So you want to make beer?

Beer is one of the world's oldest beverages, dating back to the 6th millennium BC. Fortunately it is fairly easy to make a great tasting beer at home in about 4 weeks without spending a fortune.


You can probably get everything you need to start for $100 - $150  and it can be found on our site. Here is what you need.

  1. Primary fermenter
  2. Airlock and stopper
  3. Plastic hose
  4. Bottling bucket
  5. Bottles
  6. Bottle brush
  7. Bottle capper (if glass bottles are used)
  8. Stick-on thermometer
  9. Hopped malt concentrate kit


A brewpot is a huge pot made of stainless steel or enamel-coated metal which is of at least 16-quart capacity. You might have a pot at home, but if it's made of aluminum you can't use it.

Primary fermenter

The primary fermenter is where the wort goes after you've boiled it. The primary fermenter must have a minimum capacity of 7 gallons, and a lid which seals airtight and accommodates the airlock and rubber stopper.

Airlock and stopper

The airlock is a handy gadget which allows carbon dioxide to escape from your primary fermenter during fermentation, thus keeping it from exploding, but doesn't allow any of the bad air from outside to enter your beer's hygienic little world.

Plastic hose

This an ordinary five-foot length of food-grade plastic hose. You need it to siphon beer from place to place, and you need to keep it clean and free of kinks or leaks.

Bottling bucket

This is a large, plastic bucket with a spigot at the bottom. It must be at least as big as your primary fermenter, because you need to pour all the liquid from your primary fermenter into your bottling bucket prior to bottling your beer.
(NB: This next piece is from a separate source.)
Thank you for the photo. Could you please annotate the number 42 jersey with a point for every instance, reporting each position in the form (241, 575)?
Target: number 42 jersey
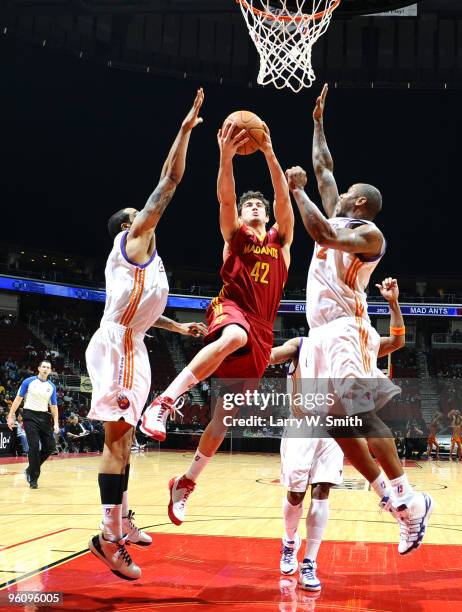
(254, 272)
After primary fermentation, you place the beer in bottles for secondary fermentation and storage. The best kind of bottles are solid glass ones with smooth tops (not the twist-off kind) that will accept a cap from a bottle capper.

Bottle brush

This is a thin brush which you can insert into a bottle in order to clean it out really well.

Bottle capper and caps

The best sort of bottle capper is one which can be affixed to a surface and worked with one hand while you hold the bottle with the other. I have used the cheaper ones which require two hands on the capper and they work fine, you also need to buy bottle caps.

Stick-on thermometer

This is a thermometer which you can apply to the side of your primary fermenter. They look like thin strips of plastic and they are the same as the ones used on aquariums.  

Hopped malt concentrate kit

I would start with a Coopers kit, they have many different styles of beer to choose from.